Aura firmy jest odzwierciedleniem jej liderów, siostry bliźniaczki z Erytrei, uchodźców politycznych z Erytrei, Feven i Heleny Yohannes. Obaj starają się zaszczepić pewność siebie, życzliwość i uczciwość kobietom dzięki swojej marce kosmetycznej, jak mówią, „jeden eyeliner na raz”.

2.4.1 Kosmetyki to czysta i klasyczna kolekcja kosmetyków wolnych od okrucieństwa, parabenów, hipoalergicznych, niekomedogennych i bezzapachowe pomadki i błyszczyki, cienie do powiek oraz płynne i żelowe kredki do oczu, każdy o specjalnej nazwie oznaczający.

„Naprawdę celowo nazwaliśmy produkty” – mówi Feven, odwołując się do ich kremowych, nagich szminek Role Model, różowo-brązowych Honor i śliwkoworóżowych szminek Redemption.

click fraud protection

POWIĄZANE: Założycielka Uoma Beauty Sharon Chuter o tym, dlaczego inkluzywność nie powinna kończyć się na 40 odcieniach podkładu

Równie świadomie podchodzili do samych produktów.

„Nie kierujemy się trendami” – mówi Helena. „2.4.1. to nie tylko dobrze wyglądająca kobieta. To też jej dobre samopoczucie – wtrącił Feven. „Istota 2.4.1 jest głęboko zakorzeniona w naszych wczesnych wspomnieniach jako uchodźców politycznych oraz idei, że kobiety są odporne i silne”.

Odzwierciedla to filozofia piękna firmy, która opisuje dziewczynę 2.4.1 jako tę, która ma „zarówno mózg, jak i piękno”, która wie, jak uwydatniać swoje piękno, a nie ukrywać go. „To głęboki makijaż dla wszystkich kobiet” – powiedziała Helena.

W niecały rok po premierze 2.4.1 Cosmetics w lipcu 2019 r. produkty sióstr Yohannes już się wyprzedały. A kilka tygodni temu weteran urody Bobbi Brown ogłosiła na Instagramie, że będzie mentorką pary po tym, jak już kilka miesięcy wcześniej wspierała markę.

ASMARA

Do sklepu: $22; 241kosmetyki.pl

Determinacja Feven i Heleny, by stać się siłą w branży kosmetycznej na własnych warunkach, jest świadectwem ich przeszłości — i tego, ile zajęło im dotarcie do miejsca, w którym są teraz.
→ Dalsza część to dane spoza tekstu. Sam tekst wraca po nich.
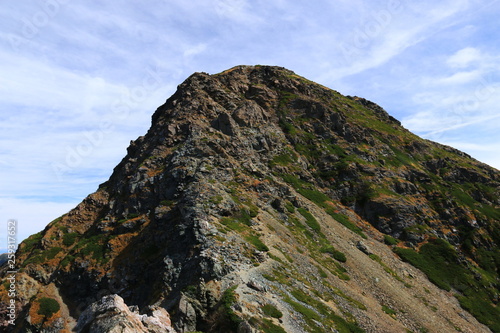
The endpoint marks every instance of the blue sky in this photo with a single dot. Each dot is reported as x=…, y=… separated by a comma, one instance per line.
x=80, y=79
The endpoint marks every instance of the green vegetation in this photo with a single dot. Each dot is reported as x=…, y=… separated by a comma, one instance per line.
x=70, y=238
x=271, y=311
x=344, y=220
x=48, y=307
x=269, y=327
x=388, y=310
x=389, y=240
x=38, y=256
x=310, y=220
x=228, y=300
x=31, y=241
x=283, y=159
x=93, y=245
x=317, y=312
x=440, y=262
x=255, y=241
x=67, y=260
x=389, y=270
x=337, y=255
x=321, y=200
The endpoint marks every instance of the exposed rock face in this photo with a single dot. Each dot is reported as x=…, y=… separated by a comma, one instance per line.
x=261, y=201
x=111, y=314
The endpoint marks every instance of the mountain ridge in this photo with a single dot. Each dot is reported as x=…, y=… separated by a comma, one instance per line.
x=252, y=176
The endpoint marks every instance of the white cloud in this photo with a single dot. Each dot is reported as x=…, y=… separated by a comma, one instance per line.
x=91, y=64
x=465, y=57
x=32, y=216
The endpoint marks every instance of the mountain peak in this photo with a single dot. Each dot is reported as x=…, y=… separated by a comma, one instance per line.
x=262, y=201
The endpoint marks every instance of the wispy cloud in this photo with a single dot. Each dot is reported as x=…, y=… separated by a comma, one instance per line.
x=80, y=80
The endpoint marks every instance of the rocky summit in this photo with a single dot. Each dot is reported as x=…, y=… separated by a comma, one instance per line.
x=260, y=201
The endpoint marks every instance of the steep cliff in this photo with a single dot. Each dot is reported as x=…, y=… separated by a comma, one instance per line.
x=260, y=201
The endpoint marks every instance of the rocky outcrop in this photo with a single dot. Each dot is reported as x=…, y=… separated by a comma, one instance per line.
x=254, y=196
x=112, y=315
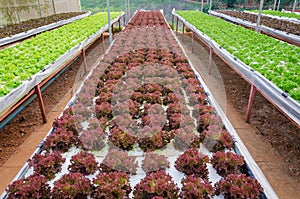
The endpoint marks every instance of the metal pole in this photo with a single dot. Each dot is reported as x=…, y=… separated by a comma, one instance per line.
x=40, y=8
x=259, y=15
x=125, y=9
x=274, y=7
x=250, y=102
x=211, y=51
x=109, y=23
x=129, y=15
x=294, y=6
x=278, y=5
x=54, y=7
x=41, y=102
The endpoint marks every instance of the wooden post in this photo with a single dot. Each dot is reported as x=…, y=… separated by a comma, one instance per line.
x=112, y=30
x=84, y=60
x=41, y=103
x=172, y=22
x=192, y=41
x=103, y=46
x=250, y=102
x=211, y=51
x=177, y=24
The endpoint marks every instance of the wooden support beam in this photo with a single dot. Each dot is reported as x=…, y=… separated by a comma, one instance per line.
x=250, y=102
x=41, y=102
x=177, y=24
x=211, y=51
x=84, y=60
x=193, y=42
x=172, y=22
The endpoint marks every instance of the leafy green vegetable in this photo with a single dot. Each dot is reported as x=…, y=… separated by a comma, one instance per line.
x=20, y=62
x=277, y=61
x=278, y=13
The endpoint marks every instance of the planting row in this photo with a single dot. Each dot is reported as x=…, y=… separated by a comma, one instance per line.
x=278, y=13
x=140, y=127
x=25, y=59
x=266, y=21
x=24, y=26
x=278, y=61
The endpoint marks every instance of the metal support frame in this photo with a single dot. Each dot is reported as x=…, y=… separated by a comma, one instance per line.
x=109, y=22
x=259, y=15
x=84, y=59
x=278, y=5
x=242, y=75
x=211, y=51
x=177, y=24
x=41, y=102
x=39, y=5
x=193, y=42
x=250, y=102
x=54, y=9
x=119, y=22
x=173, y=22
x=294, y=6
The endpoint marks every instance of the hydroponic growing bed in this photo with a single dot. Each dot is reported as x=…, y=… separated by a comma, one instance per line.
x=285, y=26
x=43, y=55
x=141, y=126
x=16, y=32
x=270, y=65
x=280, y=15
x=283, y=30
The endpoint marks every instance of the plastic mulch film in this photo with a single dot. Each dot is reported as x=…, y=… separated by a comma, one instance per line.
x=169, y=151
x=38, y=30
x=275, y=95
x=293, y=20
x=15, y=95
x=272, y=31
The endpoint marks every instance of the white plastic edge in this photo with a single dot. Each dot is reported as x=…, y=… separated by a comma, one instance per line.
x=286, y=104
x=285, y=35
x=23, y=35
x=16, y=94
x=258, y=174
x=25, y=168
x=293, y=20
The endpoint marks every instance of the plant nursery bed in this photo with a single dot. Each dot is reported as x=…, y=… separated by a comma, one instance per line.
x=285, y=26
x=271, y=138
x=17, y=32
x=141, y=126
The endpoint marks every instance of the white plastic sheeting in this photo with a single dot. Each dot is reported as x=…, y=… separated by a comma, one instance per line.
x=282, y=34
x=293, y=20
x=38, y=30
x=15, y=95
x=239, y=146
x=275, y=95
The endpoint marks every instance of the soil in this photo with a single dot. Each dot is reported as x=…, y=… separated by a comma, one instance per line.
x=273, y=141
x=20, y=137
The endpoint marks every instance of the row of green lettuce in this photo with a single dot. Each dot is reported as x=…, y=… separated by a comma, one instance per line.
x=278, y=13
x=277, y=61
x=22, y=61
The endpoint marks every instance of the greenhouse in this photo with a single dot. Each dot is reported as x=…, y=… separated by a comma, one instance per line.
x=159, y=99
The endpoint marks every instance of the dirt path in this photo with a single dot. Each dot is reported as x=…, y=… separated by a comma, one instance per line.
x=271, y=139
x=20, y=138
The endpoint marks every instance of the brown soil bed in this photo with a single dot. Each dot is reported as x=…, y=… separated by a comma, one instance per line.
x=272, y=128
x=272, y=140
x=17, y=130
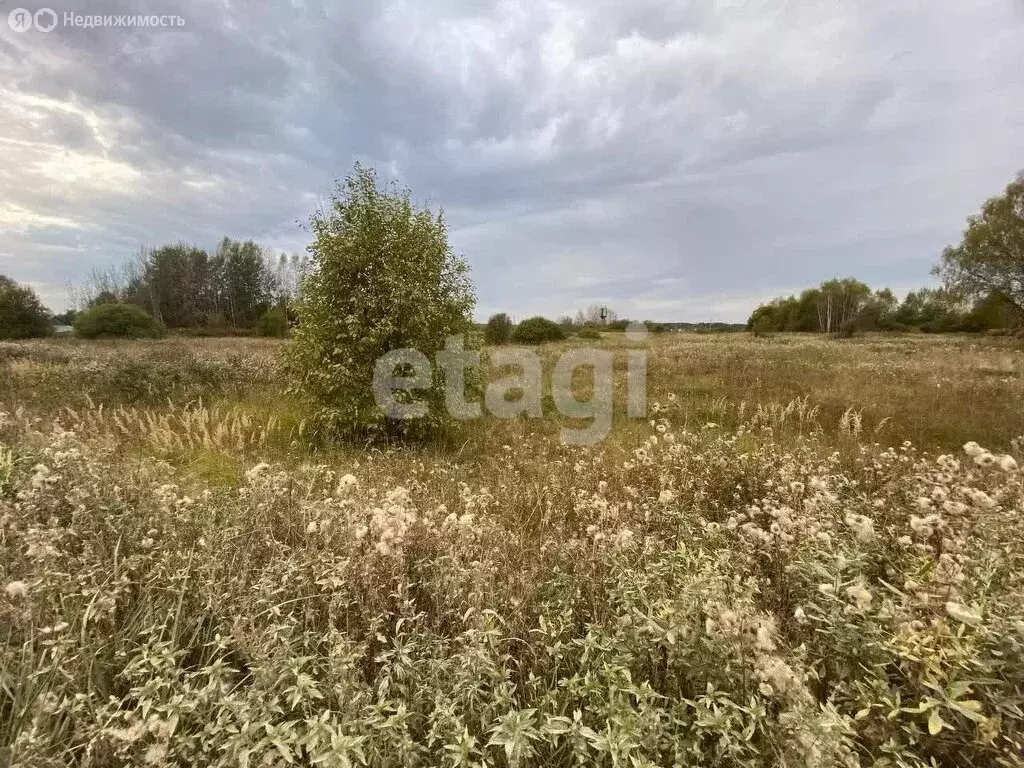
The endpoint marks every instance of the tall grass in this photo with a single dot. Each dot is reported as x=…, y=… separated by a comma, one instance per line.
x=763, y=572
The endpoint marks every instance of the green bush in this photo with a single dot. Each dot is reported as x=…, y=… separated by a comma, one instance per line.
x=272, y=323
x=384, y=279
x=117, y=322
x=538, y=331
x=498, y=330
x=22, y=313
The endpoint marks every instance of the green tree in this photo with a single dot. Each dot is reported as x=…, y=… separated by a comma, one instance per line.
x=115, y=321
x=22, y=313
x=538, y=331
x=990, y=255
x=244, y=281
x=498, y=330
x=383, y=278
x=272, y=323
x=174, y=285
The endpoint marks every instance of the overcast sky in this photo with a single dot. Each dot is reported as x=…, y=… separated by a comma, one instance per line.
x=677, y=161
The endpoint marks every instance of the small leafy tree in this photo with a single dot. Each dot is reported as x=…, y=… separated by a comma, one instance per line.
x=383, y=278
x=22, y=313
x=499, y=329
x=538, y=331
x=113, y=321
x=990, y=256
x=272, y=323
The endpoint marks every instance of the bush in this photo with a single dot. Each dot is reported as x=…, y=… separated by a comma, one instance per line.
x=272, y=323
x=498, y=330
x=117, y=322
x=538, y=331
x=384, y=279
x=22, y=313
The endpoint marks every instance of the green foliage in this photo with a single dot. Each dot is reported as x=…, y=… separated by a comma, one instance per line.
x=22, y=313
x=243, y=283
x=384, y=279
x=117, y=322
x=537, y=331
x=498, y=330
x=847, y=306
x=272, y=323
x=990, y=256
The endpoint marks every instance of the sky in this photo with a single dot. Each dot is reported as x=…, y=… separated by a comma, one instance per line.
x=674, y=161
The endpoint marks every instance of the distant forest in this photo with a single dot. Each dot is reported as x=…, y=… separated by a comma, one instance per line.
x=183, y=286
x=848, y=305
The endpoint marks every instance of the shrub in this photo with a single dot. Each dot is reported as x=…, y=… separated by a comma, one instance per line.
x=384, y=279
x=117, y=322
x=272, y=323
x=22, y=313
x=498, y=330
x=538, y=331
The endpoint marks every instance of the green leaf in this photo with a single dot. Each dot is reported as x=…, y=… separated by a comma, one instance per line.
x=935, y=722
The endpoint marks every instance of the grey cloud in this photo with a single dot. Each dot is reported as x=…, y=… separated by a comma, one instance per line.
x=682, y=159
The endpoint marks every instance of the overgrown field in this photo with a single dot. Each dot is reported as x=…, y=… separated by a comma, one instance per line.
x=793, y=561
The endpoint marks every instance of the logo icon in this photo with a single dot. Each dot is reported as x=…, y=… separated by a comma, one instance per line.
x=45, y=19
x=19, y=19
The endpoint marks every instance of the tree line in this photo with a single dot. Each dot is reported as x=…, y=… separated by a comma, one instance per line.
x=183, y=286
x=982, y=286
x=847, y=305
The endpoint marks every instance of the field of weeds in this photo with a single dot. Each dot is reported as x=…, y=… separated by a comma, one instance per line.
x=809, y=554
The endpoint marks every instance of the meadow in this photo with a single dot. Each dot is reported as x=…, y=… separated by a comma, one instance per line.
x=808, y=554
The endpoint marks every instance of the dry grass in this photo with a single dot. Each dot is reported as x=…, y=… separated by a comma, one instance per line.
x=794, y=561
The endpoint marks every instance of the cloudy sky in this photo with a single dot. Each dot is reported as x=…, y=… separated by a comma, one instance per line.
x=678, y=161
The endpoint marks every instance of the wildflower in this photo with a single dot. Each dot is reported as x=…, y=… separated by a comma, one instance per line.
x=1007, y=463
x=984, y=459
x=256, y=472
x=963, y=614
x=972, y=449
x=16, y=590
x=860, y=595
x=925, y=526
x=862, y=526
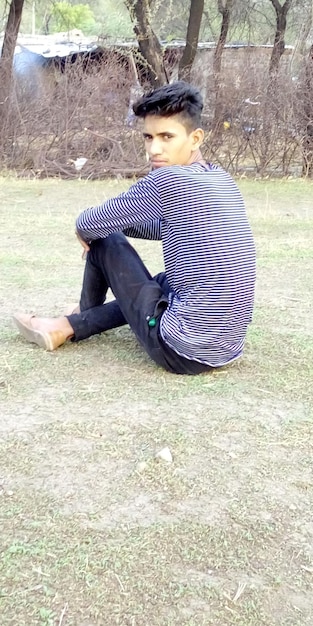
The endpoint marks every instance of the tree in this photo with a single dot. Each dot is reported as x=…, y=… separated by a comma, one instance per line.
x=148, y=42
x=7, y=55
x=66, y=16
x=307, y=105
x=224, y=7
x=279, y=39
x=10, y=38
x=192, y=38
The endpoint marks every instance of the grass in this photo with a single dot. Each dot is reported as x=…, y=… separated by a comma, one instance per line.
x=94, y=529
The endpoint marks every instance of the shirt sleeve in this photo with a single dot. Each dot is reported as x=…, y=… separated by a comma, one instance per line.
x=150, y=230
x=134, y=209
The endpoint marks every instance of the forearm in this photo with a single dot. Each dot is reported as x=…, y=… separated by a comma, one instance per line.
x=149, y=230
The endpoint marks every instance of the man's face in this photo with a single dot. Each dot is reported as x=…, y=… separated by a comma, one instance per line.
x=168, y=142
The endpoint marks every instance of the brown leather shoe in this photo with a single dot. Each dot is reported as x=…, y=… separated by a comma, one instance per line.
x=47, y=340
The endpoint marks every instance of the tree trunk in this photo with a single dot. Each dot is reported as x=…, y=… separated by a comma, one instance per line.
x=148, y=42
x=307, y=95
x=10, y=38
x=224, y=7
x=279, y=40
x=192, y=38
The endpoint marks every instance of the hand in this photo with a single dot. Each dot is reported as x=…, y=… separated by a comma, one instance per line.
x=84, y=244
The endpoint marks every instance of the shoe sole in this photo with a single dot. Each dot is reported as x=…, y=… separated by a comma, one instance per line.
x=43, y=340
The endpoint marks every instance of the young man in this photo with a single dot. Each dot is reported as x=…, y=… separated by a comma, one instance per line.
x=194, y=316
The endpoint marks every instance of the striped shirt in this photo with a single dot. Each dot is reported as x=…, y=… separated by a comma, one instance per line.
x=209, y=254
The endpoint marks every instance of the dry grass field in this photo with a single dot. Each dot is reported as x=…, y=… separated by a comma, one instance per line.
x=94, y=529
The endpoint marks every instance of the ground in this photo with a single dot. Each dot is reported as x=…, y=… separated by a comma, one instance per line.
x=94, y=529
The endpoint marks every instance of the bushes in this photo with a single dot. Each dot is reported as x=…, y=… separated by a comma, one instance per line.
x=80, y=110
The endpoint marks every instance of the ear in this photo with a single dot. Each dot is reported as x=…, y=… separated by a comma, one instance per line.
x=197, y=138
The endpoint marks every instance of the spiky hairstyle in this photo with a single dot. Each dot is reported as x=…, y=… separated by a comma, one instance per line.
x=179, y=98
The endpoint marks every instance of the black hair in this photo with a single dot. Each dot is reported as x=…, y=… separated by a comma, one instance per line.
x=179, y=98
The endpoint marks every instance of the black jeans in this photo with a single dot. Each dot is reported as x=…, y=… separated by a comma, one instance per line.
x=140, y=301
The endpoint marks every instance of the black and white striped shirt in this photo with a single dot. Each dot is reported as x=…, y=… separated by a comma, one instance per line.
x=209, y=254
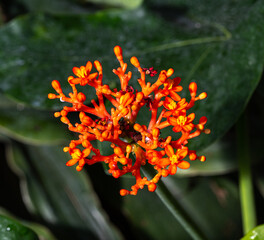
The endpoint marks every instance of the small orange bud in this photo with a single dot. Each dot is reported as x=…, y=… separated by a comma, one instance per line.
x=65, y=120
x=137, y=127
x=202, y=158
x=139, y=96
x=98, y=66
x=86, y=144
x=207, y=131
x=57, y=114
x=80, y=128
x=118, y=52
x=123, y=161
x=118, y=151
x=71, y=162
x=156, y=132
x=170, y=72
x=79, y=168
x=164, y=172
x=66, y=149
x=193, y=88
x=202, y=95
x=152, y=187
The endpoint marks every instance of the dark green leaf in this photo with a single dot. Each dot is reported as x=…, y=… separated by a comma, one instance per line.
x=59, y=194
x=30, y=125
x=212, y=203
x=255, y=234
x=118, y=3
x=13, y=230
x=42, y=232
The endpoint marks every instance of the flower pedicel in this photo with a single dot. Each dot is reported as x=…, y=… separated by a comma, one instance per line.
x=119, y=127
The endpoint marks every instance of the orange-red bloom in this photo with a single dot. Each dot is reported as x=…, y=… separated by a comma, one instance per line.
x=119, y=125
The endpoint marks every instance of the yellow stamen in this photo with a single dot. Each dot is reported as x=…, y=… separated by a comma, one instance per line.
x=174, y=159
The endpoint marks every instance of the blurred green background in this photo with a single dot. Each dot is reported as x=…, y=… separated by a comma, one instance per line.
x=218, y=44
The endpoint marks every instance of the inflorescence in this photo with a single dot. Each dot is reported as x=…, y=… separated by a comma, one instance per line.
x=133, y=145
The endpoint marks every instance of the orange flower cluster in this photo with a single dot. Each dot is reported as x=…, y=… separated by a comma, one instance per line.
x=119, y=126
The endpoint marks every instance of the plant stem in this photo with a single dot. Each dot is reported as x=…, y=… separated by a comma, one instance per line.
x=175, y=207
x=245, y=177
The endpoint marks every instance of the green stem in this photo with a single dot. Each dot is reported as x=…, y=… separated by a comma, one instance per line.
x=175, y=207
x=245, y=178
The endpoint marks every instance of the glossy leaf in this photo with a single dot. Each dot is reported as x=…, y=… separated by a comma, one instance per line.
x=60, y=195
x=255, y=234
x=225, y=57
x=203, y=199
x=13, y=230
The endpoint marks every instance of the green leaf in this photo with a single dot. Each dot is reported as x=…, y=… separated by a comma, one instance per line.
x=256, y=233
x=56, y=7
x=13, y=230
x=203, y=199
x=217, y=46
x=59, y=194
x=42, y=232
x=118, y=3
x=30, y=125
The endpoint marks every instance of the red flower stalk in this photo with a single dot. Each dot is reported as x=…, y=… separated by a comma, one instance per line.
x=119, y=127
Urodzili się w obozie dla uchodźców w Sudanie na początku lat 80-tych w środku roku wojna erytrejsko-etopijna (w którym ich ojciec walczył i doznał obrażeń), który trwał od 1961 do 1991 roku i przybył do Stanów Zjednoczonych za pośrednictwem loterii zielonej karty.

Szukając lepszego życia dla swojej rodziny, ich wysoka na półtora metra matka czekała w kolejce do loterii, która miała pół mili długości, niosąc Feven na plecach i Helenę na piersi. Przy odrobinie szczęścia zostali zauważeni i przesunięci do przodu. Rodzina Yohannes była sponsorowana przez kościół prezbiteriański w Rochester w stanie Nowy Jork i ostatecznie przeniosła się do Stanów Zjednoczonych, aby zbudować nowe życie.

Osiedlenie się w nowym kraju i nowym domu pomogło Fevenowi i Helenie rozwinąć zamiłowanie do makijażu. „Piękno było naczyniem łączącym wiele kobiet, które znamy w naszym życiu” – mówi Helena.

Robili metamorfozy dziewczynom z sąsiedztwa w wieku zaledwie ośmiu lub dziewięciu lat. „To był dla nas sposób na zawieranie przyjaźni. Byliśmy tymi imigrantami z Erytrei, którzy przeprowadzili się do tej głównie białej dzielnicy” – kontynuuje Helena. „Po prostu próbowaliśmy się z nimi połączyć. Chcieliśmy, aby ludzie czuli się dobrze ze sobą”.

W sierpniu 2016 roku zamienili swoje dziecięce pasje w biznes i rozpoczęli swoją podróż do założenia firmy kosmetycznej. Po ustaleniu swojej nazwy nawiązali kontakty z jak największą liczbą osób z branży kosmetycznej i biznesowej oraz zbadali tworzenie produktów kosmetycznych od góry do dołu.

WIDEO: Zakupy po makijażu Post COVID-19 Blokada nigdy nie będzie taka sama

Pozyskiwanie funduszy venture capital to często ciężka walka dla firm należących do osób czarnoskórych, więc gdy przyszło do zbierania pieniędzy na tworzenie swoich produktów, zdecydowali się na samofinansowanie.

„Chcieliśmy awansować na własnych warunkach” — mówi Feven. „Chcieliśmy być autentyczni wobec siebie i nie pozwalać, aby ktokolwiek osłabiał nasz głos”. Helena dodaje: „Więc stawiamy na siebie. Dziś możemy powiedzieć, że w 100% posiadamy własną firmę.”